- Developer(s): 49Games
- Publisher(s): dtp entertainment
- Platform(s): Wii, Xbox 360, PlayStation 2, Microsoft Windows
- Release: NA: August 4, 2008; EU: August 15, 2008; AU: August 22, 2008;
- Genre(s): Sports
- Mode(s): Single-player, Multiplayer

= Summer Athletics =

2008 sport game

Summer Athletics, also known as Summer Athletics: The Ultimate Challenge on the Xbox 360, in North America, is a sports game, developed by 49Games and published by Digital Entertainment Pool for the PlayStation 2, Wii, Xbox 360 and PC. The game features 28 events, which includes swimming, diving, archery and track cycling, as well as athletics.

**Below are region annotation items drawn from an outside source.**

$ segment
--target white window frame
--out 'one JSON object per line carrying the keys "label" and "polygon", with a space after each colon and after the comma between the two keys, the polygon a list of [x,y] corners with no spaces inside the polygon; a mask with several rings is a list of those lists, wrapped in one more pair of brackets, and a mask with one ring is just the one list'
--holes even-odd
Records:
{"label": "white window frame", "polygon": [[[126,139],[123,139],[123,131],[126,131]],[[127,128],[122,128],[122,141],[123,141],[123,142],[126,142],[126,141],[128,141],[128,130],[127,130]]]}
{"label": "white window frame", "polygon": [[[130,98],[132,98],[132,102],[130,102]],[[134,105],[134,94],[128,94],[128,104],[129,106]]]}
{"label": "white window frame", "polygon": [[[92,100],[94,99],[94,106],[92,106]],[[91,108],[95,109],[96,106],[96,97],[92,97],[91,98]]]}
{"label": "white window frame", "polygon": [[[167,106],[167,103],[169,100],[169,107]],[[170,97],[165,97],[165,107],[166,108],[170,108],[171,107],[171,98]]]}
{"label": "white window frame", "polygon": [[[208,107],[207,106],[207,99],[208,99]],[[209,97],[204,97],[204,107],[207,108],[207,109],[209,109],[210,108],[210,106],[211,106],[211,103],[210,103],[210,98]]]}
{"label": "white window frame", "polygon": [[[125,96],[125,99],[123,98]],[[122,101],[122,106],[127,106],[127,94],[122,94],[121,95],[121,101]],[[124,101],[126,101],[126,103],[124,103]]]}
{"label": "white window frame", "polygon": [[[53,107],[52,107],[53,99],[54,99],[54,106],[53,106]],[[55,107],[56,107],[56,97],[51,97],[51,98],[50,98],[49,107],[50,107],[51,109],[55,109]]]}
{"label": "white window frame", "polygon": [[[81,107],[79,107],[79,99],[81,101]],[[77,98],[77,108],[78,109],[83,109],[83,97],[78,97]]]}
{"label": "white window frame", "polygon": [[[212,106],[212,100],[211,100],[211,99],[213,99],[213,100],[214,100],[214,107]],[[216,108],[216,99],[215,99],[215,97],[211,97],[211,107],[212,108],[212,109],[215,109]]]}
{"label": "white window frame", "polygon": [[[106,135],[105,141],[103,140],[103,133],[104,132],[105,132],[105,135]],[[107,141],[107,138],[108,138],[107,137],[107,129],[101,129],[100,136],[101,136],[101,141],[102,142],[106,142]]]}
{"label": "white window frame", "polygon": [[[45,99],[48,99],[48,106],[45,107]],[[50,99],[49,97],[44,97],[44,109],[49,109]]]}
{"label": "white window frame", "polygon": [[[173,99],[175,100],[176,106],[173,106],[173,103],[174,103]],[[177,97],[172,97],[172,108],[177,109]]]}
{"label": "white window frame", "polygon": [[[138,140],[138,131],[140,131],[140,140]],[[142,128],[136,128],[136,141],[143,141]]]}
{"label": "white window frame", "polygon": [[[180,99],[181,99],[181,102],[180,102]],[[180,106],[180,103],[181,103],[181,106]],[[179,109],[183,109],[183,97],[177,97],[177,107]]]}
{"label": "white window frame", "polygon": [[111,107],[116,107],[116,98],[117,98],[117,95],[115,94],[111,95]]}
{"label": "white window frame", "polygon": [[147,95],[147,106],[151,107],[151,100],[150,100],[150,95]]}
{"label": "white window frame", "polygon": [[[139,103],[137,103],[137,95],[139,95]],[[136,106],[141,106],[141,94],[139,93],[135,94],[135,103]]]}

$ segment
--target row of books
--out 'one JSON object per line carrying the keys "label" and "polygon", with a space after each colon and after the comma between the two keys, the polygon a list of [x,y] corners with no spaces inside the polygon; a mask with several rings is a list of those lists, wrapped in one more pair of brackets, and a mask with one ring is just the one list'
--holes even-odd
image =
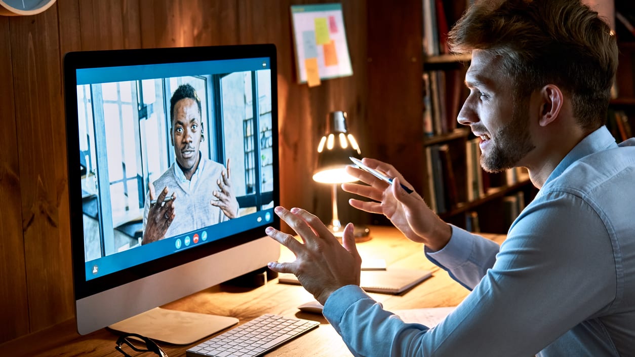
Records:
{"label": "row of books", "polygon": [[[518,191],[512,194],[505,196],[502,199],[502,208],[500,218],[502,220],[502,227],[509,229],[512,223],[518,217],[520,213],[525,209],[525,192]],[[465,229],[469,232],[479,233],[481,232],[481,224],[479,222],[479,215],[476,211],[467,211],[465,213]]]}
{"label": "row of books", "polygon": [[460,69],[424,72],[424,133],[433,137],[457,128],[457,118],[467,96]]}
{"label": "row of books", "polygon": [[633,136],[629,118],[624,111],[615,111],[609,108],[606,118],[606,128],[618,142],[623,142]]}
{"label": "row of books", "polygon": [[[513,168],[500,173],[485,172],[480,165],[479,138],[465,141],[465,145],[446,144],[425,147],[429,205],[443,213],[460,205],[476,201],[491,189],[507,187],[526,179],[525,168]],[[462,150],[463,152],[453,152]]]}
{"label": "row of books", "polygon": [[450,53],[448,32],[474,0],[422,0],[423,45],[427,56]]}

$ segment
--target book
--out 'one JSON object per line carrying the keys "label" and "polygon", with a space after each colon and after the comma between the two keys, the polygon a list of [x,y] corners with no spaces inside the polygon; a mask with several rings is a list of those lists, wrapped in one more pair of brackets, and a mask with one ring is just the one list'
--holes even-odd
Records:
{"label": "book", "polygon": [[432,123],[432,86],[430,84],[430,74],[423,74],[424,90],[424,134],[427,137],[434,135],[434,125]]}
{"label": "book", "polygon": [[[364,270],[361,271],[359,286],[368,292],[397,295],[409,290],[432,275],[430,271],[413,269],[389,267],[386,270]],[[298,278],[289,273],[280,274],[278,282],[300,284]]]}
{"label": "book", "polygon": [[428,178],[428,197],[430,198],[429,201],[427,202],[428,207],[433,212],[438,213],[439,210],[437,208],[436,198],[434,197],[434,173],[432,170],[432,149],[429,146],[425,147],[425,171]]}
{"label": "book", "polygon": [[432,165],[432,180],[434,182],[434,199],[436,201],[437,213],[443,213],[447,210],[445,204],[445,183],[443,181],[443,166],[439,156],[439,145],[429,147]]}
{"label": "book", "polygon": [[445,186],[444,195],[445,206],[450,210],[458,203],[458,192],[454,177],[454,170],[452,168],[452,157],[448,144],[444,144],[439,146],[439,159],[443,170],[441,177]]}
{"label": "book", "polygon": [[472,233],[481,232],[481,226],[478,222],[478,213],[476,211],[465,213],[465,230]]}

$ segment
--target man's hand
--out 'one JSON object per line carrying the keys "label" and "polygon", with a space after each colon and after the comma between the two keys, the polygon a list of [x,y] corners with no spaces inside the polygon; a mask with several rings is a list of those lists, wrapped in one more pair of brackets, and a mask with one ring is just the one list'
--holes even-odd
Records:
{"label": "man's hand", "polygon": [[[163,191],[159,194],[159,197],[156,197],[154,192],[154,185],[150,182],[150,210],[148,212],[148,219],[145,222],[145,231],[144,232],[144,238],[141,244],[148,244],[154,241],[162,239],[165,236],[165,232],[168,231],[168,228],[174,220],[174,201],[177,199],[175,193],[172,194],[172,199],[168,202],[163,202],[165,196],[168,194],[168,187],[163,189]],[[156,203],[152,204],[151,202],[156,199]]]}
{"label": "man's hand", "polygon": [[223,170],[221,178],[216,183],[218,185],[219,191],[212,192],[215,199],[210,201],[212,206],[216,206],[223,210],[225,215],[229,218],[238,217],[238,200],[232,189],[232,183],[229,180],[229,159],[227,159],[227,171]]}
{"label": "man's hand", "polygon": [[370,198],[374,201],[351,199],[349,204],[363,211],[381,213],[409,239],[422,243],[432,250],[441,249],[450,241],[452,231],[431,210],[424,199],[416,192],[408,194],[401,184],[413,187],[392,165],[374,159],[363,159],[364,164],[371,168],[384,172],[394,178],[389,185],[361,169],[347,166],[346,172],[367,184],[342,184],[342,189]]}
{"label": "man's hand", "polygon": [[288,248],[296,257],[291,262],[271,262],[269,269],[295,274],[302,286],[323,305],[339,288],[359,285],[361,257],[355,245],[352,224],[344,228],[342,246],[322,221],[307,211],[291,208],[290,212],[279,206],[274,211],[298,233],[304,244],[291,234],[267,227],[267,235]]}

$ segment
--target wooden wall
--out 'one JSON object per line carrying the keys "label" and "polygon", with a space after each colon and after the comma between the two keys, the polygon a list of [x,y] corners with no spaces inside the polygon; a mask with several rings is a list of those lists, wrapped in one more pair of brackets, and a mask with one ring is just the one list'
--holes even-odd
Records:
{"label": "wooden wall", "polygon": [[[67,51],[276,44],[281,201],[330,219],[330,189],[311,180],[314,151],[333,110],[348,112],[362,149],[370,145],[368,4],[342,1],[354,75],[309,88],[295,75],[290,6],[299,3],[58,0],[37,15],[0,17],[0,343],[74,314],[62,83]],[[367,219],[340,198],[342,220]]]}

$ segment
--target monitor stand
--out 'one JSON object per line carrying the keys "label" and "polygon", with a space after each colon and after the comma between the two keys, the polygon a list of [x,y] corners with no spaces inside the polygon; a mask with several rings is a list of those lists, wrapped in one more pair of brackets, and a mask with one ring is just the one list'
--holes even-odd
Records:
{"label": "monitor stand", "polygon": [[153,340],[188,345],[238,323],[238,319],[155,307],[109,326],[124,333],[134,332]]}

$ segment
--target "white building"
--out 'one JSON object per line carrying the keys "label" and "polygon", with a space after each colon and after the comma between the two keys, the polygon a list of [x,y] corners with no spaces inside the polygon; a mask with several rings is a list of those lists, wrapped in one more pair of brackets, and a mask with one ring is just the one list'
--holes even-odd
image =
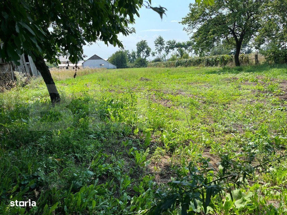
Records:
{"label": "white building", "polygon": [[106,68],[107,69],[116,69],[117,67],[104,59],[94,55],[82,64],[83,67]]}

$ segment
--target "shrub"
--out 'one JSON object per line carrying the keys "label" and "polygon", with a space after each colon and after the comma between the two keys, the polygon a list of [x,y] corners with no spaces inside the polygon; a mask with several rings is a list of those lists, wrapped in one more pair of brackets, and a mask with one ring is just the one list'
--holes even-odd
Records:
{"label": "shrub", "polygon": [[117,68],[126,68],[128,59],[127,53],[122,51],[118,51],[109,58],[108,61]]}
{"label": "shrub", "polygon": [[[242,63],[247,64],[248,63],[248,57],[246,55],[240,55],[239,59]],[[177,67],[179,66],[186,67],[199,65],[209,66],[222,66],[232,63],[233,61],[233,56],[221,55],[201,57],[195,57],[188,59],[180,59],[163,62],[152,62],[148,64],[148,66],[150,67]]]}
{"label": "shrub", "polygon": [[151,61],[151,62],[152,63],[155,63],[157,62],[161,62],[161,59],[160,58],[157,58]]}

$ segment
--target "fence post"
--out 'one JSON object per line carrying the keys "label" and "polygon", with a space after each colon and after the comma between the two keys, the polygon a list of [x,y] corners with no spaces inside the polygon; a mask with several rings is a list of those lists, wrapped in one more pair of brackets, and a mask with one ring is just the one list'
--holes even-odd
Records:
{"label": "fence post", "polygon": [[11,70],[11,76],[12,76],[12,80],[13,81],[13,82],[14,82],[14,74],[13,73],[13,70],[12,69],[12,64],[11,63],[10,63],[9,64],[10,64],[10,69]]}
{"label": "fence post", "polygon": [[255,54],[255,64],[258,65],[259,64],[259,62],[258,61],[258,51],[256,51]]}

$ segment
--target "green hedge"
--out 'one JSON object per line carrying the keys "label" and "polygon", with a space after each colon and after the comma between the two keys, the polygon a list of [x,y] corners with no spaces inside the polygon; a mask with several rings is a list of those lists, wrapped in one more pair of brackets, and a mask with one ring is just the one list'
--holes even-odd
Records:
{"label": "green hedge", "polygon": [[[242,63],[248,63],[248,56],[247,55],[240,55],[239,59]],[[149,67],[176,67],[178,66],[187,67],[199,65],[209,66],[221,66],[226,65],[234,61],[233,56],[222,55],[202,57],[194,57],[173,61],[150,63],[148,66]]]}

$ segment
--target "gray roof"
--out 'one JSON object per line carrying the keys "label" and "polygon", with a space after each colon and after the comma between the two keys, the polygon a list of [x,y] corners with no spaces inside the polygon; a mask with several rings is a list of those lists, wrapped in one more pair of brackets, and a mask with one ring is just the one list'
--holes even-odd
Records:
{"label": "gray roof", "polygon": [[59,59],[60,61],[68,61],[69,58],[67,56],[60,56],[59,57]]}
{"label": "gray roof", "polygon": [[85,61],[84,61],[84,62],[82,63],[82,64],[83,64],[83,63],[84,63],[88,60],[104,60],[105,61],[106,61],[106,62],[107,62],[109,63],[110,64],[112,65],[113,65],[114,66],[115,65],[107,61],[106,60],[105,60],[104,59],[103,59],[103,58],[102,58],[100,57],[99,57],[97,55],[93,55],[93,56],[92,56],[92,57],[90,57],[89,58],[89,59],[87,59]]}
{"label": "gray roof", "polygon": [[104,60],[101,57],[99,57],[97,55],[94,55],[88,60]]}

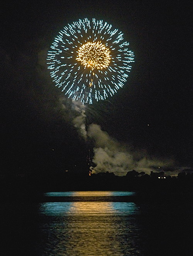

In the game, players can choose between two modes, the Arcade mode and the Realistic Mode, whereas players can choose difficulty from Amateur to Pro. Players may also have the opportunity to create, customize and name their own character and represent a country of their own.

== Events ==
| *Track **100 m **200 m **400 m **800 m **1500 m **100 m hurdles **110 m hurdles **4x100 m relay *Field **High Jump **Pole Vault **Long Jump **Triple Jump **Shot put **Discus throw **Hammer throw **Javelin throw | *Aquatics **100 m freestyle **100 m backstroke **100 m breaststroke swimming **100 m butterfly swimming **4x100m relay **Diving *Other **archery, compound and recurve **Cycling, team pursuit and team sprint |

== Reception ==
The game received average reviews, with a Metacritic score of 71% for the PC version. PC Gamer UK called it "lightweight athletics fun", whereas PC Zone said it was "definitely fun, but it's also about as deep as a puddle". VideoGamer looked at the Wii version, which it praised for its excellent motion controls, but pointed out that some of the events are weak.